A natural mechanism pirated by tumors and HIV to evade the immune response is opening the door to better treatment for these conditions, researchers say.
The National Cancer Institute and Iowa biopharmaceutical company NewLink Genetics are pursuing FDA approval to move forward with cancer trials of a drug that inhibits the mechanism, an enzyme called indoleomine 2, 3-dioxegenase, or IDO, says Dr.

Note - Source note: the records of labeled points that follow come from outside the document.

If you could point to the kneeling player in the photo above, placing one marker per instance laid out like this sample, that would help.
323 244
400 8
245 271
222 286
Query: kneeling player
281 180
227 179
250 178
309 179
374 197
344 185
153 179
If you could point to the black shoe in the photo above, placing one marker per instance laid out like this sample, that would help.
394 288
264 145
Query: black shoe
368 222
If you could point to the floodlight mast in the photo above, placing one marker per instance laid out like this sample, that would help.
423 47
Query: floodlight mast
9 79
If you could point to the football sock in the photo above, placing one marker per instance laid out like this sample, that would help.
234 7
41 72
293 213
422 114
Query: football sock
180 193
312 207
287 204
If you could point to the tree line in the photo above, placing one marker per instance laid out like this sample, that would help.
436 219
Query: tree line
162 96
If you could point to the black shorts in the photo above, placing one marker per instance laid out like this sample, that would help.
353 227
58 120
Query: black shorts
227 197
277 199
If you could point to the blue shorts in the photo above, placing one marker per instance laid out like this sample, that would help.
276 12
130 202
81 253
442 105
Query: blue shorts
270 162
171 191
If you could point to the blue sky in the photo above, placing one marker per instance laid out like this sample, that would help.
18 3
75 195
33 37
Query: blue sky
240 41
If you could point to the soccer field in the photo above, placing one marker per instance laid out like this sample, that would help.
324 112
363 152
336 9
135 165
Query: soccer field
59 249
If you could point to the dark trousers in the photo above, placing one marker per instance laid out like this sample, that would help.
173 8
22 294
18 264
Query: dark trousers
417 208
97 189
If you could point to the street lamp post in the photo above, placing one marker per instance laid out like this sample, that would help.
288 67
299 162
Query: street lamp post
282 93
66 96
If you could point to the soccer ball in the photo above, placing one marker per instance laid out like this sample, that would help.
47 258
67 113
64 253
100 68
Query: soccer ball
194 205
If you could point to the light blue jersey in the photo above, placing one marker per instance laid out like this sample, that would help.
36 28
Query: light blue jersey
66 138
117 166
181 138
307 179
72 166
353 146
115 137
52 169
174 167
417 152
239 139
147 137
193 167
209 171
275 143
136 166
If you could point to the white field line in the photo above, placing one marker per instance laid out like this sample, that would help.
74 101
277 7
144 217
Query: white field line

Andrew Mellor, director of the Immunotherapy Center at the Medical College of Georgia.
The Georgia Research Alliance Eminent Scholar in Immunogenetics will deliver seminars about the biology and immunology of the mechanism at the Keystone Symposium on The Potent New Anti-Tumor Immunotherapies, in Alberta, Canada, March 28-April 2 and the World Immune Regulation Meeting April 10-16 in Switzerland.
Immune cells, particularly those in the mucosal surfaces of the gut, lungs and eyes, express IDO to mediate inflammation triggered by the constant assault of substances from outside the body.
Now, scientists know cancer in humans and mice also attract cells that express IDO, which degrades tryptophan, an amino acid essential to survival of immune system orchestrators called T-cells. MCG researchers are still exploring how IDO interacts with other cells to amplify immune suppression.
A team of MCG scientists, led by Dr. Mellor and his colleague, MCG pediatric oncologist Dr. David Munn, showed in 1998 that the fetus also expresses IDO to help avoid rejection by the mothers immune system. When they used an orphan drug known to suppress IDO in pregnant laboratory mice, fetuses were rejected.
The findings, published in Science, led the scientists to suspect and later prove that tumors and some viruses, including HIV, express it as well.
"Cancers should evoke a response from the immune system and dont," says Dr. Mellor. "That is a big question in the immunology field: Why dont they?"